Aujourd’hui, il présente une émission culturelle intitulée "Couleurs d’ailleurs" juste après les pages d’informations politiques.

Présent au Burkina à l’occasion de la XIXe édition du FESPACO, Sidwaya Plus l’a rencontré entre deux émissions. Cet homme à la voix enjouée, qui ne prend pas de vacances ni de week-end a eu le temps de livrer son tréfonds. Il déballe sa vie d’étudiant où il était cossard et flâneur, sa découverte de l’Afrique au temps de l’apartheid, la dépénalisation des délits de presse, le trafic des biens culturels, son modèle journalistique et son rythme oral emprunté au rap des Noirs américains "le slam", l’épineuse question des crises qui déchirent le continent ainsi que le comportement des journalistes sur ces questions.

Sidwaya Plus (S.P.) : Un débat fait rage actuellement au Burkina Faso, c’est celui de la liberté de la presse avec son corrollaire de dépénalisation des délits de presse. Etes-vous d’avis qu’il faut une liberté totale de la presse ?

Vincent Garrigues (V.G.) : Oui, je suis pour la liberté de la presse (rires). Cela ne mérite pas d’explication.

S.P. : Cependant, n’y a-t-il pas de risque de dérives vers les médias de la haine ?

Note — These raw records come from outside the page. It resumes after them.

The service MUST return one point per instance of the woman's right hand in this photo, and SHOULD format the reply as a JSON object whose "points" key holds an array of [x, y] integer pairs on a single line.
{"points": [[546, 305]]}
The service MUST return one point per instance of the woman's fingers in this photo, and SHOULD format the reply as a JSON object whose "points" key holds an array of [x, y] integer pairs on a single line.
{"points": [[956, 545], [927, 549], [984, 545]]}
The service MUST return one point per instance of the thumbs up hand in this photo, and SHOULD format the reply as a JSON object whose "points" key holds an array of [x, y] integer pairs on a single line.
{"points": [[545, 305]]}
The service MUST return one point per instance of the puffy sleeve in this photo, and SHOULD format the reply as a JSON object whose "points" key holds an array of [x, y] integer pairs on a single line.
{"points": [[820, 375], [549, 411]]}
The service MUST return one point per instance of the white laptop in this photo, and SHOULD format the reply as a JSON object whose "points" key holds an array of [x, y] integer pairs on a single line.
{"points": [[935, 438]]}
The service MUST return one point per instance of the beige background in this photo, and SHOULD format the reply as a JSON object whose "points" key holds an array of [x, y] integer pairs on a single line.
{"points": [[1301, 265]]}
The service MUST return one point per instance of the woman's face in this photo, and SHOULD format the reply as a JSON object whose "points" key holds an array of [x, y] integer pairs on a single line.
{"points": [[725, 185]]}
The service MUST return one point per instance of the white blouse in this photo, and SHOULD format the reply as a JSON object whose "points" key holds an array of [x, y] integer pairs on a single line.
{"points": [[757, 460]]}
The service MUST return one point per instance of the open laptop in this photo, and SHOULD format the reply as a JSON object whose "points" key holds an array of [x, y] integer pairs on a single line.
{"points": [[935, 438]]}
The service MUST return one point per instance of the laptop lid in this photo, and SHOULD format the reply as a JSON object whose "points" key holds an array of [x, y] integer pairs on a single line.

V.G. : Ah, Oui. La liberté de la presse selon la vieille formule : "la liberté des uns s’arrête où commence celle des autres". Il y a au Burkina Faso comme dans tous les pays du monde un Conseil supérieur de l’information. Des pressions sont exercées ici et là, comme partout en France, aux Etats-Unis, sur la presse. Après cela, c’est la capacité de chacun de résister qui compte. Il y a, à mes yeux la nécessité d’ancrer la liberté de la presse toujours plus avant. Le Burkina me semble déjà très en avance par rapport à d’autres pays. Il suffit de voir par exemple la qualité de journal comme Sidwaya qui a été un journal d’Etat et qui, aujourd’hui, est un journal qui a un simple soutien financier du public pour voir qu’il y a des avancées qui ont été faites ici. Maintenant, la presse indépendante existe et l’affaire Zongo tout le monde l’a en tête.

S.P. : Quelles émissions animez-vous sur RFI ?

V.G. : En général, à Paris, je présente une émission qui s’appelle "Couleurs d’ailleurs". C’est un magazine culturel dans les informations sur l’antenne africaine de RFI tous les jours. Il est diffusé tous les matins et à midi dans "Afrique midi". Ce magazine permet aux auditeurs d’avoir des informations qu’ils n’ont pas le temps d’écouter dans les émissions longues comme les émissions d’Abou Mévégué, de Sophie Ekoué. A côté de la politique, de l’économie du FMI (Fonds monétaire international) les auditeurs sont informés qu’ils pourront aller voir telle pièce de théâtre à tel endroit.

S.P. : A côté de cette dimension culturelle, certains critiques reprochent aux reportages de Vincent Garrigues de ne pas approfondir des sujets tels que le trafic des biens culturels ...

V.G. : A mon niveau, je ne suis pas policier. Et à ce titre, ce que je peux faire, c’est en parler. Il y a eu à Paris, il y a 3 semaines de cela, une grande réunion internationale des experts de l’UNESCO sur justement le patrimoine détourné par les collectionneurs, les pilleurs de tombe, etc. J’en ai largement parlé dans "couleurs d’ailleurs", nous avons fait des sujets avec des douaniers. J’ai passé sur l’antenne, de façon anonyme, un pilleur de tombe nigérien qui m’explique comment il va dans les villages pour piller le patrimoine, afin de le vendre à l’étranger. C’est un domaine dans lequel, les responsabilités sont très largement partagées.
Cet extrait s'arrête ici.